Henry knows, and the writers of Castle Rock know, that a story changes as its telling changes. Lila Byock’s script for “The Harvest” hits this theme hard, over and over, ringing changes on it as the episode goes on. “Don’t be afraid to reframe your narrative,” the host of Shawshank’s smarmy re-entry video says. Soon after, Henry greets his nameless client by suggesting they “start from scratch,” with a new story and a fresh chance to meet each other. Dale Lacy reflects on his story, his choices, his decades dedicated to imprisoning a kid, comparing his former righteous fire to the uncertainty that grew as the years crept on. Walking in on Ruth and Alan in their room, barely embracing, Henry reframes their entire relationship in an instant; when Alan tells him the rest of their love story as they sit in the hospital corridor, Henry listens more sympathetically than he’s ever listened to Alan before.

“Restore the context, restore the memories,” a doctor examining The Kid tells Henry, but Henry knows better than anyone that’s not a guarantee. What context? Where? With whom? For The Kid, there is no context except a dark, solitary prison. (He tries to rebuild that prison from the old windows littering Molly’s office.) “After all these years,” Dale Lacy says, “I still don’t know what you really are, or if I did the right thing.” Looking at The Kid, unchanged after almost 30 years as a captive, Alan asks, “What the fuck are you?”

Castle Rock keeps glancing from individual evils and corruption—a serial strangler, an abusive husband—toward systemic ones. Almost every episode includes a remark about the wrongs of privatized prisons, where corporate stooges care more about their reputations than their responsibilities, and where prisoners are overcrowded, underfed, and (as in “The Harvest”) dispatched on dangerous duties for pennies. But it isn’t clear where this line of thought is going, or if it’s going anywhere.

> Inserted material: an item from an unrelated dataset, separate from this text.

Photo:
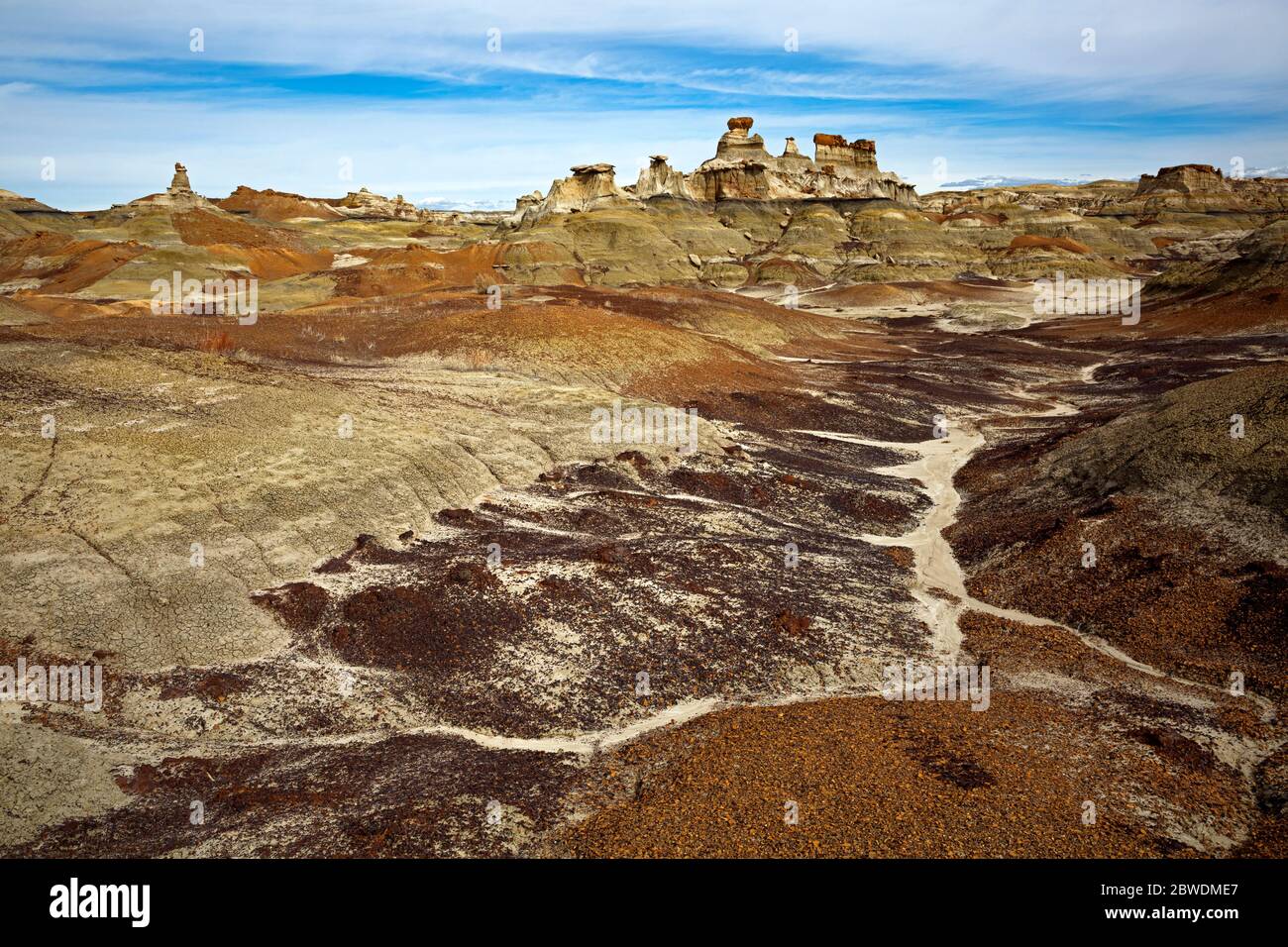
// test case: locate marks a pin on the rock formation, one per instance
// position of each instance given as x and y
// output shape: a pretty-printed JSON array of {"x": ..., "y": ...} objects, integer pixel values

Five episodes in, Castle Rock has grown from a stilted, shallow collection of half-characters to an assured, often eerie collection of half-stories. But they’re still half-stories. The difference is that now I trust the show—trust its quiet confidence, trust its comfort with unease, trust its gradual, patient building of tension—enough to look forward to the next five episodes. Like the doctor’s advice, that’s not a guarantee. But it’s a good feeling.

Stray observations

  • Exploding casket syndrome is real. (Exploding head syndrome is also a real, if not well-documented, complaint, though not one that seems consistent with Henry’s recurring condition.)
  • That’s Richard Schiff berating Warden Porter over the phone. Suddenly it makes sense that the warden’s first name (Theresa) was withheld until now, then dropped into the show as a casual display of power by the only person so far to outrank her.
  • At Henry’s cognitive examination in 2016, the five words for his recall test are boat, family, church, dog, white; he repeats them with a pause before “dog.” The Kid’s recall words are face, velvet, church, family, red; he repeats them as “face, velvet, red, church, family.”
  • Dogs are all over “The Harvest.” There’s the dog barking during Alan’s speech, spurring Ruth to leap from Pangborn Bridge. Jackie mentions Cujo (or some other “psychopathic dog”) to her unnamed companion. Disgusted at Henry’s surveillance of Ruth’s house, Alan asks, “Why don’t you just put a chip in her like a golden retriever?”